When used as equity compensation, profits interests are granted as of a certain date and often include vesting conditions. Vesting conditions are requirements that must be met before the employee (service provider) is entitled to the full value of the units granted.  Vesting conditions relate to the achievement of certain objectives for the employee or company, and are often designed to support shareholder value creation strategies.

Vesting for profits interests can be based on service or performance conditions. Service vesting is based on continued employment for a certain period of time. Performance vesting relates to achieving specific business goals set by management, shareholders, or investors. Performance vesting targets are often tied to increases in income and equity value, or a sale of the company.

Once vesting conditions are satisfied, the employee (or service provider) will be fully entitled to the economic value of the units. This will be defined in the operating agreement of the LLC and based on the waterfall.  Payout on vested units can result from distribution of income, redemption, or a liquidity event (such as a sale) of the company.

Favorable Tax Treatment

Profits interests are often designed to take advantage of favorable tax treatment under certain “safe harbor” provisions of the IRS revenue procedures and tax code.  Profits interests that comply with these requirements would not be taxable at the grant date.  For overall tax purposes, LLCs typically operate as pass-through entities. As a result, any share of income or distributions attributed to the profits interests would be subject to income taxes for the recipient.  At any redemption, a member holding profits interests would be potentially subject to capital gains taxes.

Accounting Requirements

As a form of equity compensation, profits interests are reflected on the financial statements of the company according to U.S. GAAP.  Notably, the value attributed to profits interests for accounting is different than for tax purposes.
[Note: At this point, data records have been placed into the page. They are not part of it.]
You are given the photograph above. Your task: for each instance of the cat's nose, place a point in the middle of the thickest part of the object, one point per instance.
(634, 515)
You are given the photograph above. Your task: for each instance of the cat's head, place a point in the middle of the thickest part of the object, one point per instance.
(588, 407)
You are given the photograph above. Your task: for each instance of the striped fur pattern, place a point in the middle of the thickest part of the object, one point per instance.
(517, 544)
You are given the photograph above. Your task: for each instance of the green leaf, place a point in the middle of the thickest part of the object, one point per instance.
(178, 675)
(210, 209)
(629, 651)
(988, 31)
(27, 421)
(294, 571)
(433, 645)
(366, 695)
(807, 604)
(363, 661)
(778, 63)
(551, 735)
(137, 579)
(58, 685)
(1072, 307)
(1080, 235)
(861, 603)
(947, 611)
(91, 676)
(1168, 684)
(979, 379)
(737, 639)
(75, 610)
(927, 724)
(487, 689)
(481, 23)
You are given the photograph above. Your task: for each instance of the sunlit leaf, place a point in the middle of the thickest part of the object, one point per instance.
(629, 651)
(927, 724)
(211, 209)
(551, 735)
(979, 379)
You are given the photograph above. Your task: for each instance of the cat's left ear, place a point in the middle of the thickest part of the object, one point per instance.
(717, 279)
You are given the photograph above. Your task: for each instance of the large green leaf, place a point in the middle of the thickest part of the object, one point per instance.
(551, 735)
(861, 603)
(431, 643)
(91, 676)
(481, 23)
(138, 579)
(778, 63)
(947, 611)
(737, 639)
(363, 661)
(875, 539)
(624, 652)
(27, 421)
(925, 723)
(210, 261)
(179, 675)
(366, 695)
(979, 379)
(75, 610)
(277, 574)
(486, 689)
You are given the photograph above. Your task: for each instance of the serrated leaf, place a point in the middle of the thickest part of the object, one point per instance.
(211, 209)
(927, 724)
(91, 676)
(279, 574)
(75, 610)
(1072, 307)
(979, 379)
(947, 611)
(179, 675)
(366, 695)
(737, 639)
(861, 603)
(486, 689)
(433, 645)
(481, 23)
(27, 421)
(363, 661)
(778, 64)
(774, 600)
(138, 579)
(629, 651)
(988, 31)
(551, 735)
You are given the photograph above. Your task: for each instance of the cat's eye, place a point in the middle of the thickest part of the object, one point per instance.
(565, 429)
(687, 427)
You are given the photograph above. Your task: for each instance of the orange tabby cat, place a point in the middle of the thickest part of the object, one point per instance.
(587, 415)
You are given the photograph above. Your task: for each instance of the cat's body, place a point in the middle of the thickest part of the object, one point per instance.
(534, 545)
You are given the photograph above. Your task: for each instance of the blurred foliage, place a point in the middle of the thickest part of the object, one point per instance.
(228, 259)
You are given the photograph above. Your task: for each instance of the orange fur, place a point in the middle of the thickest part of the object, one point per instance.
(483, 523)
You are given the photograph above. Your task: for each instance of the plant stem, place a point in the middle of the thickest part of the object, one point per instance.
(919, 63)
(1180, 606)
For financial statement reporting, profits interests will be classified as subject to either expense or liability treatment, which will determine how the fair value of the units will be recorded. The fair value of the units is based on a valuation method that considers the capital structure of the company, rights of various equity interests, and the potential for future income and equity value of the profits interests.   

Summary

With the growth in businesses organized as an LLC, the use of profits interests as a form of equity compensation continues to expand.  Profits interests provide an attractive combination of flexibility, tax benefits, and the ability to support a variety of business objectives.  This special form of equity compensation provides the opportunity to create increased income and greater wealth for employees, investors, and members.